The Gospel passage from Luke this week is one of the hardest in the chaplain’s experience. “Ask, and it will be given to you; search, and you will find; knock, and the door will be opened for you. For everyone who asks receives, and everyone who searches finds, and for everyone who knocks, the door will be opened:” those are verses that chaplains dread. They’re right up there with, “If two or three of you agree on anything it will be given to you,” and “whatever you ask for in prayer, believe that you have received it, and it will be yours.”

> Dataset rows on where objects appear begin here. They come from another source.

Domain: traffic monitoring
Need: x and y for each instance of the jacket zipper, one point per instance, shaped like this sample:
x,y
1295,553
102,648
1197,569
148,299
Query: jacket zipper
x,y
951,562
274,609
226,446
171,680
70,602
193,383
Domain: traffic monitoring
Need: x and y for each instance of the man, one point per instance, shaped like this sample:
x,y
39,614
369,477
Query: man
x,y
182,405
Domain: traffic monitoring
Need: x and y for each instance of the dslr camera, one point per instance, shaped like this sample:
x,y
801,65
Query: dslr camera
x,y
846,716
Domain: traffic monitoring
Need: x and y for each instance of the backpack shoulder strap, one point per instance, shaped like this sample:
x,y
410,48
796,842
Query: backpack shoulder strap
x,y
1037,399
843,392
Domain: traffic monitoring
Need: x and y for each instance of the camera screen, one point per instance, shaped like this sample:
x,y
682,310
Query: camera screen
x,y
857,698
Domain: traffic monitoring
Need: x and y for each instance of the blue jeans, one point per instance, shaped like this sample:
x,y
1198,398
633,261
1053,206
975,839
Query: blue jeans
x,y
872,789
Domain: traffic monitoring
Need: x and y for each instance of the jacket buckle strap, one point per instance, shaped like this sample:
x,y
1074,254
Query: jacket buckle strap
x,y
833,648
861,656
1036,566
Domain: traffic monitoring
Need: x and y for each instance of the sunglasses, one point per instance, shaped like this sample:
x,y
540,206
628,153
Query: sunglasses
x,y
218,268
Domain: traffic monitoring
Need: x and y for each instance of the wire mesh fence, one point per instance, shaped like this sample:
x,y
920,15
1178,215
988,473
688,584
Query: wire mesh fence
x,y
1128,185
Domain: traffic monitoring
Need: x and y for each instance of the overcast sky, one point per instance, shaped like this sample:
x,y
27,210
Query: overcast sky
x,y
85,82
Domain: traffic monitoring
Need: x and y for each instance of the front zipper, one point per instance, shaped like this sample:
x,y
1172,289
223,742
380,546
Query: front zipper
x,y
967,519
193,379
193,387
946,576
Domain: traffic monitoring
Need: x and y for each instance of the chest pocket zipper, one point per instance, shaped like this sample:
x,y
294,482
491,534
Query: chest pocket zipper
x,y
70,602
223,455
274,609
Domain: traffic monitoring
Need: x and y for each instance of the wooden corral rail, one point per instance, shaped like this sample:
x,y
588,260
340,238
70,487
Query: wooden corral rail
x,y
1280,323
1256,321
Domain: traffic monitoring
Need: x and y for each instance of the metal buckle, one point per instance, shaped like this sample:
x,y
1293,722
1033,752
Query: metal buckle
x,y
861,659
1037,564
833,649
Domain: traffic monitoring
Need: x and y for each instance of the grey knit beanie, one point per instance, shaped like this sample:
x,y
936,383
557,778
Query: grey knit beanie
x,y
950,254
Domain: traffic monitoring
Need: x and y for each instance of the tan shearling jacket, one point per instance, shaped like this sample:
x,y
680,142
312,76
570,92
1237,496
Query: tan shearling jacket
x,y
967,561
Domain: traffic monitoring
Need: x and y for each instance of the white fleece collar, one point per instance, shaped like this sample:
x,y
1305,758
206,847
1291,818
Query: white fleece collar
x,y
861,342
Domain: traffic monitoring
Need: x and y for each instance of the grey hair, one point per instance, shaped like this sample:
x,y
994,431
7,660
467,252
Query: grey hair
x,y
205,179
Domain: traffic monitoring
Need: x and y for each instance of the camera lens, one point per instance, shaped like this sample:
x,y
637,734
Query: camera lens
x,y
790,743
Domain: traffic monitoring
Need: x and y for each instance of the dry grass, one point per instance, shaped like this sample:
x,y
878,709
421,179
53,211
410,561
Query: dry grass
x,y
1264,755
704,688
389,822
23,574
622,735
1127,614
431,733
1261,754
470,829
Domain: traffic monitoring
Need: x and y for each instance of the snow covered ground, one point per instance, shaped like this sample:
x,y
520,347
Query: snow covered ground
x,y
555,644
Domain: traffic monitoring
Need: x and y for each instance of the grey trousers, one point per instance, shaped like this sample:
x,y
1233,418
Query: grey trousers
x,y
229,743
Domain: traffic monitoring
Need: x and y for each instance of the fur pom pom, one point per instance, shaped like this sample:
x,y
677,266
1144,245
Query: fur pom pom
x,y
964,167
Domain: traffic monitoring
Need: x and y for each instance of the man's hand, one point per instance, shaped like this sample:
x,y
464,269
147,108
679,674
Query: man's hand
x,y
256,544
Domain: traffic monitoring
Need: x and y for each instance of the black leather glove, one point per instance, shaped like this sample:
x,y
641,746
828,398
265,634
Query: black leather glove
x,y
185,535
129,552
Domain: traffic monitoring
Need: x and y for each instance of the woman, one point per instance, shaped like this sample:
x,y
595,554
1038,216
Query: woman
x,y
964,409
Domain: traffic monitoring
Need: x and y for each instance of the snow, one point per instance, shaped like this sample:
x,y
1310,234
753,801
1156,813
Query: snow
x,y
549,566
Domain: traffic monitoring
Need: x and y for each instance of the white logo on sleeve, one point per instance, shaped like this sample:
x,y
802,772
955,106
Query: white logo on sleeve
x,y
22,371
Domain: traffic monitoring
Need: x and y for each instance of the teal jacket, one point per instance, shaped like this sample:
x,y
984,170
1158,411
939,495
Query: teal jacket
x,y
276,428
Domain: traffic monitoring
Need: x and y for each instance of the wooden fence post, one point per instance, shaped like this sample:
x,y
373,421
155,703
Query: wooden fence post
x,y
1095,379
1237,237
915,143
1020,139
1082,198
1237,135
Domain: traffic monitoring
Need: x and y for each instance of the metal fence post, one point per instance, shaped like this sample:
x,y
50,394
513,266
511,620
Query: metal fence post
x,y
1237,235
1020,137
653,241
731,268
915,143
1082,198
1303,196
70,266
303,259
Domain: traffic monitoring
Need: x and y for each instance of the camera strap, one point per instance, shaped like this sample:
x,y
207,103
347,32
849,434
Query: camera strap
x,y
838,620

And I’m sure you can appreciate why, for a chaplain, these are such frightful verses. In 27 years of chaplaincy I’ve seen entirely too many folks disappointed in their prayers. Patients and families and clergy pray, and pray pretty specifically, and don’t get what they ask. They have prayed formally or spontaneously, fervently or quietly, hopefully or anxiously; but all too often what they wanted, what they thought was best, was not what happened. That’s not to say I’ve never seen it happen. I have, and I’ve given God the praise when I did. At the same time, as I have had to tell grieving families all too often, while I believe in miracles, and have seen miracles, I’ve been a chaplain long enough to know that we don’t necessarily get the miracle we ask for at the time we ask.

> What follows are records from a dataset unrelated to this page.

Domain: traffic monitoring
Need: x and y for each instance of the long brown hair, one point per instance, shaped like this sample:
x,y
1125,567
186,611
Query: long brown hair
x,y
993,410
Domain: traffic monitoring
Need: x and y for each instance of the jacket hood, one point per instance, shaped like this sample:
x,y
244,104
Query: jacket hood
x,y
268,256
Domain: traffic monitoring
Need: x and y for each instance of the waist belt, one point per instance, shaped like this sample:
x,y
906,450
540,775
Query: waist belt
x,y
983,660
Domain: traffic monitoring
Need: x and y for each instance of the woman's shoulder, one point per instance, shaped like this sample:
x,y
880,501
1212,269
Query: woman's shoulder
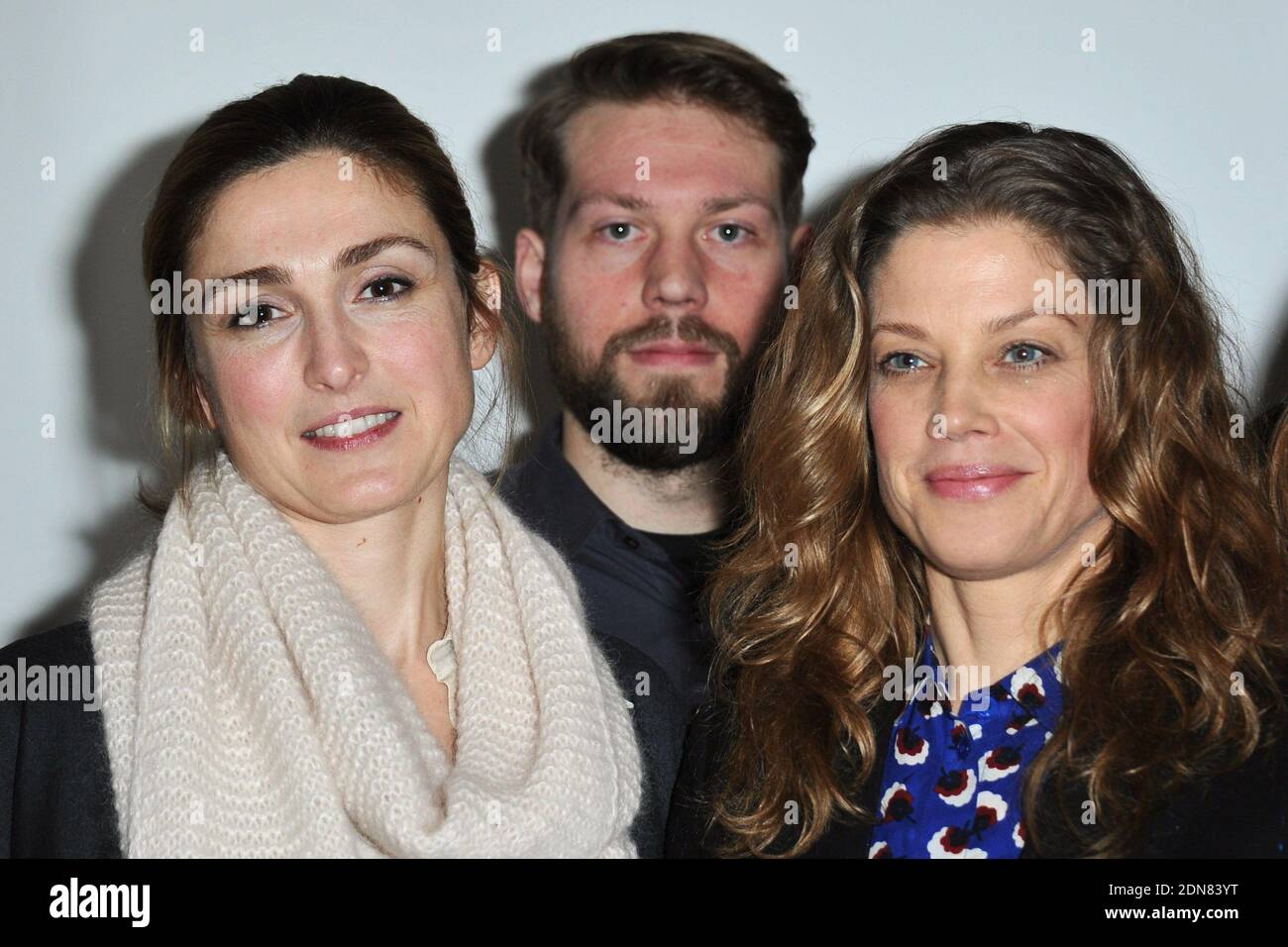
x,y
65,644
55,789
1236,812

And, of course, this is not just true of chaplains and it’s not just true of health care. We have all known times and places where heartfelt and fervent prayers appeared to go unanswered. That experience is a large part of the theological challenge of theodicy – the problem of pain, or the problem of evil. The real question, whatever the specifics of the circumstance, is “How did God allow this to happen;” and we’ve been dealing with it ever since.

But for all our struggles with the problem of evil, our understanding of God’s intent, and our participation in it, is reflected in what we know in Jesus. And Jesus still says in today’s Gospel, “For everyone who asks receives, and everyone who searches finds, and for everyone who knocks, the door will be opened.” We trust that God came among us in Christ, and called us into relationship with him, intending our growth and not our destruction.

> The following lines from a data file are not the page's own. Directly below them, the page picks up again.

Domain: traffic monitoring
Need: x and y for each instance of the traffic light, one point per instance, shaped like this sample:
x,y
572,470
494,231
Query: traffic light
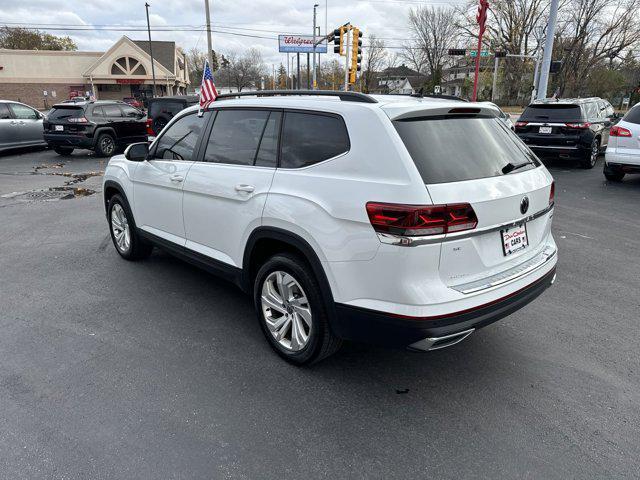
x,y
338,40
356,54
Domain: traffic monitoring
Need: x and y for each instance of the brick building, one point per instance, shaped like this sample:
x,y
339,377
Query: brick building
x,y
122,71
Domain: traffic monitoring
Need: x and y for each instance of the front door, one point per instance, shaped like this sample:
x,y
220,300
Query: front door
x,y
224,195
158,181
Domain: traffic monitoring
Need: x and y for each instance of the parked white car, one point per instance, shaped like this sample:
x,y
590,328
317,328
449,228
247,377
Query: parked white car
x,y
623,151
408,222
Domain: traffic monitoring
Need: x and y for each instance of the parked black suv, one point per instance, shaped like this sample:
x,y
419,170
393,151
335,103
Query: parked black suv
x,y
101,125
162,109
567,128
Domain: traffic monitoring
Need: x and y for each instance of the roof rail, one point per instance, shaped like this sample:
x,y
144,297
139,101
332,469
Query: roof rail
x,y
344,96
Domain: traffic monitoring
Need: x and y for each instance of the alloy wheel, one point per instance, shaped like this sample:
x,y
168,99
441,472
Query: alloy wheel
x,y
286,310
120,228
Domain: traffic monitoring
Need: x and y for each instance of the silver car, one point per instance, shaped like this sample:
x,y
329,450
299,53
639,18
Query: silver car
x,y
20,126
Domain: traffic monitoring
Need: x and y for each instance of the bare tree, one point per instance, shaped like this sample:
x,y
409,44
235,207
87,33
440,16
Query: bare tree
x,y
434,31
374,58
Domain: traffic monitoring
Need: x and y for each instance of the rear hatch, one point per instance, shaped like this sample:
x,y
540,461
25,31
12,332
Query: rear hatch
x,y
66,119
552,124
477,160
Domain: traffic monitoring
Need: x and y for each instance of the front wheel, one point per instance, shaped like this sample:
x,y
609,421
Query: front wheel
x,y
292,312
592,156
124,233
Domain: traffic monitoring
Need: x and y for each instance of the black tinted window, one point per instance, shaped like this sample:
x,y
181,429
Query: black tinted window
x,y
4,111
311,138
179,141
268,150
456,149
111,111
63,113
235,136
552,113
633,115
129,111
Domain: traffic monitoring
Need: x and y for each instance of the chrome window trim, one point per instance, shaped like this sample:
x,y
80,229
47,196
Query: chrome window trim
x,y
407,241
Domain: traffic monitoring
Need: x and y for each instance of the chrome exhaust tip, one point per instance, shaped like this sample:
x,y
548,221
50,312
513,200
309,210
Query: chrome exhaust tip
x,y
436,343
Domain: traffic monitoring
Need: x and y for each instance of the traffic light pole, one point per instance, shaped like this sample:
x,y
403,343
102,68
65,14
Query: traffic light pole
x,y
347,60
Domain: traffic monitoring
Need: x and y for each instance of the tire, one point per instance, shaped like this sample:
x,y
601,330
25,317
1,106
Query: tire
x,y
105,145
592,156
304,294
613,175
63,150
124,232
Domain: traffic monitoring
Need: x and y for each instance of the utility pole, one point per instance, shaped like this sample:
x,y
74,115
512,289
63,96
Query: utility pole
x,y
315,6
548,50
495,78
347,59
209,45
153,70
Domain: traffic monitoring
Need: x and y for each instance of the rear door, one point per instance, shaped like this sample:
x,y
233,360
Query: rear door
x,y
158,181
481,162
224,194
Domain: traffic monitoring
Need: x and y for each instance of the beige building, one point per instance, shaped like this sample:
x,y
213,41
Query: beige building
x,y
41,77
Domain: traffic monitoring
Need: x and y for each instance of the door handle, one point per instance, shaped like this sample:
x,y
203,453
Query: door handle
x,y
243,187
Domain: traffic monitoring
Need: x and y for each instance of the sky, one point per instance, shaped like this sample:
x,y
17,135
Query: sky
x,y
236,24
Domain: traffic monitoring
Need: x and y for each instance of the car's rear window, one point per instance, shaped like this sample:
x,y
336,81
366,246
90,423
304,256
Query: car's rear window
x,y
64,113
456,149
551,113
165,106
633,115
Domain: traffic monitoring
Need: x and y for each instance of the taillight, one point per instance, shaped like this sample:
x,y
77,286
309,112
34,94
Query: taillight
x,y
617,131
149,128
417,220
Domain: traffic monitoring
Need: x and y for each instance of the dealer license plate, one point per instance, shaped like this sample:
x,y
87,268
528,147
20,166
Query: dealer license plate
x,y
514,239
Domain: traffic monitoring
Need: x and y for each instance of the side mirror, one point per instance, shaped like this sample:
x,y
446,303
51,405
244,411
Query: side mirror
x,y
137,152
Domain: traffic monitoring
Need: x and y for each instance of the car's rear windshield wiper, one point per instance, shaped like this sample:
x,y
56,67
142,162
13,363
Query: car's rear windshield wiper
x,y
510,167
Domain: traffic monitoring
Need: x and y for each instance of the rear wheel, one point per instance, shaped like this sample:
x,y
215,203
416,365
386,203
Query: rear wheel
x,y
612,174
124,232
592,156
291,311
105,145
63,150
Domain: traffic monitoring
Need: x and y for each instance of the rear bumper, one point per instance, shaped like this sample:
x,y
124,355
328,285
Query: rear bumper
x,y
370,326
62,140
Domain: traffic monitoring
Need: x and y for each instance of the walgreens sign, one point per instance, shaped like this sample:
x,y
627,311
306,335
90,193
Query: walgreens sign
x,y
300,44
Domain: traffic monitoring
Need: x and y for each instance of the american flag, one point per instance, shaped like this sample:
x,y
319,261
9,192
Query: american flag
x,y
208,92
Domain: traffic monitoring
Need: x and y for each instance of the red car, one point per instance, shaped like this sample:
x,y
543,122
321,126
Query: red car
x,y
134,102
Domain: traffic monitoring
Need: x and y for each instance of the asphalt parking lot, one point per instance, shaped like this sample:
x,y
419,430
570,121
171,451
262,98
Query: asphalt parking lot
x,y
111,369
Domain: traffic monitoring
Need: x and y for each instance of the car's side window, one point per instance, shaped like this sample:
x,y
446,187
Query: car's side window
x,y
235,136
309,138
179,141
111,111
129,111
22,112
5,114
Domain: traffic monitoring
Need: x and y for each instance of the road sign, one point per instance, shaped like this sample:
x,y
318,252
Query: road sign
x,y
299,44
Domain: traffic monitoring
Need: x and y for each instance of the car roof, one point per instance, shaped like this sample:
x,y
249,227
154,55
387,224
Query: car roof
x,y
394,106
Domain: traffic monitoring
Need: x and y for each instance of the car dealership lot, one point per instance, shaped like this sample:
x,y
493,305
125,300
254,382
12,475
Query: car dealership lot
x,y
111,369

I think in some ways this is a problem of proof-texting, of taking these verses out of context. The lesson begins with what we have come to call the Lord’s Prayer. Luke’s version is simpler, shorter than Matthew’s, which we use more often. It emphasizes God’s intent to provide for our needs.

And then after those verses that trouble us so, Jesus goes on to say, “Is there anyone among you who, if your child asks for a fish, will give a snake instead of a fish? Or if the child asks for an egg, will give a scorpion? If you then, who are evil, know how to give good gifts to your children, how much more will the heavenly Father give the Holy Spirit to those who ask him!”

And that, I think, holds the missing piece. When we pray, even when we pray for specific things, we are working first and foremost on our relationship with God in Christ. I talked last week about that relationship, and about God’s desire that we be real in that relationship, sharing the desires and the emotions that move us.

But for all God’s desire that we be open with him, and his intent to be open with us, he remains God. God is not simply a blessing machine, granting us what we think we want, however justified it might seem. What Christ has promised is that God will act for our good, providing a fish rather than a snake, an egg rather than a scorpion; and that whatever else God will provide, he will always provide his Holy Spirit. It is in the Holy Spirit that we encounter God in our own lives, and it is in the Holy Spirit that we discover God’s will and our participation in it.

And that is a matter of great hope, even when things seem dark. When we pray, and persist in praying, we will receive the Holy Spirit. That’s who we’ll receive when we ask. That’s who we will find when we search. That's who will open the door when we knock. God will always come to us in the Spirit, and lead us to see what he is doing in us and for us, day by day; and in the Spirit we will see ever more clearly how God is with us, and to know God’s miracles as they come.